The bad debts which Home Depot was seeking to deduct were unpaid amounts on Home Depot's Private Label Credit Cards (PLLCs)(credit cards branded with Home Depot's colors and logo, usable only at Home Depot).

If a Home Depot customer does not pay his or her PLLC bill, doesn't Home Depot suffer a bad debt which it should be allowed to deduct from its gross sales?

You would think the answer should be "yes," but first you need to get into the business of PLLCs.  Home Depot doesn't actually extend the credit which its customers enjoy on their cards.  Home Depot, like many other companies that issue PLLCs, farms out the administration of its PLLC program to third party lenders.  In Home Depot's case, the lenders were General Electric Capital Financial, Inc., and Monogram Credit Card Bank of Georgia,  Op. ¶20(5).

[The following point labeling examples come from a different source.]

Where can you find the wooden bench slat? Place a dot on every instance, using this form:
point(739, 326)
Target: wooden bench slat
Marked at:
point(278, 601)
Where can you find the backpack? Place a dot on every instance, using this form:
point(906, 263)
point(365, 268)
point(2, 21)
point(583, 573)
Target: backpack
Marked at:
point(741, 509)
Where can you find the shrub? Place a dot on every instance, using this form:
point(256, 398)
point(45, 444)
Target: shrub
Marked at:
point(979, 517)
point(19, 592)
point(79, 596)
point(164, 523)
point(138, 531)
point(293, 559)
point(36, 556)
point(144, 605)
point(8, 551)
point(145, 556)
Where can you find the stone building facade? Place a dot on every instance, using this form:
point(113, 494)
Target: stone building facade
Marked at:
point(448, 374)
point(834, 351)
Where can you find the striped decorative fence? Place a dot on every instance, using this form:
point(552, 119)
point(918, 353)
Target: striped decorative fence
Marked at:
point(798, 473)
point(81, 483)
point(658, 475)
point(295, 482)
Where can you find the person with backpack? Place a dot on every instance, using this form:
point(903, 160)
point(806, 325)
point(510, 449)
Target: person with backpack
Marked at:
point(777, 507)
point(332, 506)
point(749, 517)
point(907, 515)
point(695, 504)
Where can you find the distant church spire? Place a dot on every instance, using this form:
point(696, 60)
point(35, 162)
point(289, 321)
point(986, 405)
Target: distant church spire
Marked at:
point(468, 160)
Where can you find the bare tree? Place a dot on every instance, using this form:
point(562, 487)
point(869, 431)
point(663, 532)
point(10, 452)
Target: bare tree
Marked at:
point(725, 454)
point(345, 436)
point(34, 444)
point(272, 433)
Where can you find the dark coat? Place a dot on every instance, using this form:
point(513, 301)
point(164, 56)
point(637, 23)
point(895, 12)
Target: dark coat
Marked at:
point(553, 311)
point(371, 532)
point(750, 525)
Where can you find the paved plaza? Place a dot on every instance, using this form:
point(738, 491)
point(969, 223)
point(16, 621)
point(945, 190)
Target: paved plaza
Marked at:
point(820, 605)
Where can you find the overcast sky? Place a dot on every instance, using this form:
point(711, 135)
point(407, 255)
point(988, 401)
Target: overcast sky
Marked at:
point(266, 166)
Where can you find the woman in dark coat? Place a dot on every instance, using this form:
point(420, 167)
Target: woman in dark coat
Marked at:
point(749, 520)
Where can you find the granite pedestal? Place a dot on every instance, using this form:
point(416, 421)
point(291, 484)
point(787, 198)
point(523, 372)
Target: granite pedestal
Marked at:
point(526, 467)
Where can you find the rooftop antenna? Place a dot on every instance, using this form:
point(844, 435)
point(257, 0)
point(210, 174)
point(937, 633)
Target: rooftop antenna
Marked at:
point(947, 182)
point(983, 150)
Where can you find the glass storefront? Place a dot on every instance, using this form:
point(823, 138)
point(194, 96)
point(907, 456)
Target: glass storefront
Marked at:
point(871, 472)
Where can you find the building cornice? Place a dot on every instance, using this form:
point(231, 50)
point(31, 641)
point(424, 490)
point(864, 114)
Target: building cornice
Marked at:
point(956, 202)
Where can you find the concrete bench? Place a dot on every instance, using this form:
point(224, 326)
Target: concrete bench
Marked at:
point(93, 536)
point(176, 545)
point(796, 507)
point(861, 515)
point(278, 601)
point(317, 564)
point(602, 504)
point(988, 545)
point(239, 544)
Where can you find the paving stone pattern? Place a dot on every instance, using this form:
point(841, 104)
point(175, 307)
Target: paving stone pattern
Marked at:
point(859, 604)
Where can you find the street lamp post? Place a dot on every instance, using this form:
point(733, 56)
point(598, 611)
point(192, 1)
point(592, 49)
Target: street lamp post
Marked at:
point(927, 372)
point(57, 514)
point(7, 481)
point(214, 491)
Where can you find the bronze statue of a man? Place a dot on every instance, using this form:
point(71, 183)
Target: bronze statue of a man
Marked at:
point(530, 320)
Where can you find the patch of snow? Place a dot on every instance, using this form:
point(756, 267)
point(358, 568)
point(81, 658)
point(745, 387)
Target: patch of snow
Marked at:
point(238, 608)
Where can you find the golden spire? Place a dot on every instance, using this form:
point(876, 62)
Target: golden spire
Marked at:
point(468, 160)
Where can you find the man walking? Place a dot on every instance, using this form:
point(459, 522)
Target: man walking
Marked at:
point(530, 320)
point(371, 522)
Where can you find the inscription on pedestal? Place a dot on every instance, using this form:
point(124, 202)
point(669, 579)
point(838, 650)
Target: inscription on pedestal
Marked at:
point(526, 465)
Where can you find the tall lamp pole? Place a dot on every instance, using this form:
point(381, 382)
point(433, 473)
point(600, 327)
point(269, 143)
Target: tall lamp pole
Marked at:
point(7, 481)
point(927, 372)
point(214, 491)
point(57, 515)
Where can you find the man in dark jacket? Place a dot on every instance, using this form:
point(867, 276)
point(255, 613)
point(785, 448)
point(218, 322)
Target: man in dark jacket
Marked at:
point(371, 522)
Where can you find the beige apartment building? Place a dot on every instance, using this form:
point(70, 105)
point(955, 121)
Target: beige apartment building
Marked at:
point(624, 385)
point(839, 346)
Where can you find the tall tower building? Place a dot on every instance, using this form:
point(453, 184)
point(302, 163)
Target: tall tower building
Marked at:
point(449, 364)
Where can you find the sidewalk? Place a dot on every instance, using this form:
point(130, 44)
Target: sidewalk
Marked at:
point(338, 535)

The third party banks owned the PLLC accounts.  The banks settled up with Home Depot at the end of each day, paying Home Depot the amount charged by the customer less a service fee.  Op. ¶20(16-17).  The bank, not Home Depot, bore the risk of non-payment.

This case represents one of a number of cases where Home Depot has sought a state sales tax refund based on a bad debt deduction.  Home Depot has apparently not won a single one of these cases. The states where Home Depot has made the same arguments as in North Carolina and lost include: Alabama (Magee v.. Home Depot U.S.A., Inc., 230 So.3d 781 (Ala. App. 2011); Arizona (Home Depot U.S.A., Inc. v. Arizona Dept. of Revenue); Indiana (Home Depot U.S.A., Inc. v. Indiana Dept. of State Revenue, 891 N.E.2d 187 (Ind. Tax 2008);  New Jersey (Home Depot, U.S.A., Inc. v. Director, Division of Taxation); New York (In re Home Depot USA, Inc. v. Tax Appeals Tribunal);Ohio (Home Depot U.S.A., Inc. v. Levin, 905 N.E.2d 630 (Ohio 2009); Oklahoma (In re Sales Tax Claim for Refund of Home Depot, 198 P.3d 902 (Okla. App. 2008); and Washington (Home Depot, U.S.A., Inc. v. State Dept. of Revenue); 

Home Depot can now add North Carolina to its list of losses.  This was an appeal to the Business Court, from a final Agency Decision of the DOR, which had affirmed a grant of summary judgment against Home Depot by an Administrative Law Judge.  Home Depot didn't get traction in the Business Court with any of its arguments.